Di loket ini, kalian hanya perlu menyerahkan document yang sudah kusebutkan diatas, dan menjelaskan keperluan membuat SKCK sambil menyerahkan pengantar dari Polres, lalu kemudian sekali lagi mengisi 2 formulir yang sama persis seperti di Polres.
Setelah selesai, kita akan dikenakan biaya sebesar Rp. 30.000 kalau di Polres (Gresik) selain pembayaran tunai bisa melalui LinkAja, dan Gopay, di Polda hanya dapat melayani pembayaran tunai saja.
Apa SKCK nya langsung bisa dicetak pada hari itu juga? Tidak.
Kalian baru bisa mengambil keesokan harinya mulai pukul 10 pagi. Sambil menyerahkan bukti pembayaran dan nama.
Itu saja, semoga tulisan ini membantu :)
OH ADA HAL YANG PENTING
Kalau masuk wilayah polda atau polres, pastikan kalian lepas masker yaa.. meskipun puanas kentangkentang gak papa, lepas dulu, itu prosedur. Bahkan ada juga yang harus lepas jaket dan bongkar isi tas bawaan sebelum masuk wilayah kantor kepolisian.
Jangan kayak aku, yang kemarin Jumat diteriakin marah sama pak polisi karena masuk gak lepas masker.
Jangan kayak aku, yang kemarin Jumat diteriakin marah sama pak polisi karena masuk gak lepas masker.

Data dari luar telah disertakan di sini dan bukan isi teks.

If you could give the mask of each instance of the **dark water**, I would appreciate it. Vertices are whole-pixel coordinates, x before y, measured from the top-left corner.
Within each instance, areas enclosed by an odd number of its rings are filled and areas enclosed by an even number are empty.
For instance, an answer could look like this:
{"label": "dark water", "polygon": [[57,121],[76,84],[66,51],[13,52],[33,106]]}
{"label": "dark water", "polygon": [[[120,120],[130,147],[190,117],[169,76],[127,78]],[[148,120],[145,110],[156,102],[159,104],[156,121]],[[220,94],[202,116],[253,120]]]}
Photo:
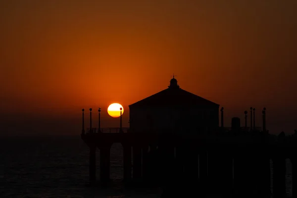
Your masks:
{"label": "dark water", "polygon": [[[160,197],[155,191],[128,191],[119,185],[106,190],[87,186],[88,148],[79,137],[0,140],[0,198]],[[116,183],[123,178],[121,149],[115,144],[111,149],[110,178]]]}
{"label": "dark water", "polygon": [[[159,198],[161,192],[89,187],[89,148],[80,137],[0,140],[0,198]],[[97,152],[99,164],[99,152]],[[123,152],[113,145],[110,178],[123,178]],[[98,166],[99,167],[99,166]],[[291,166],[287,160],[287,193],[292,195]],[[97,177],[99,178],[99,169]]]}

kan saya gak tau pak dan plis saya hanya rakyat biasa, yang lupa pakai sunblock di tengah siang bolong waktu itu, harusnya tidak perlu dibentak pakðŸ˜ðŸ˜, am i look soooo suspicious pak pol??
Padahal kamis kemarin, pak polisinya nyetop baikbaik sambil nunjukin arah, mungkin apesku aja kaliya Jumat kemarin.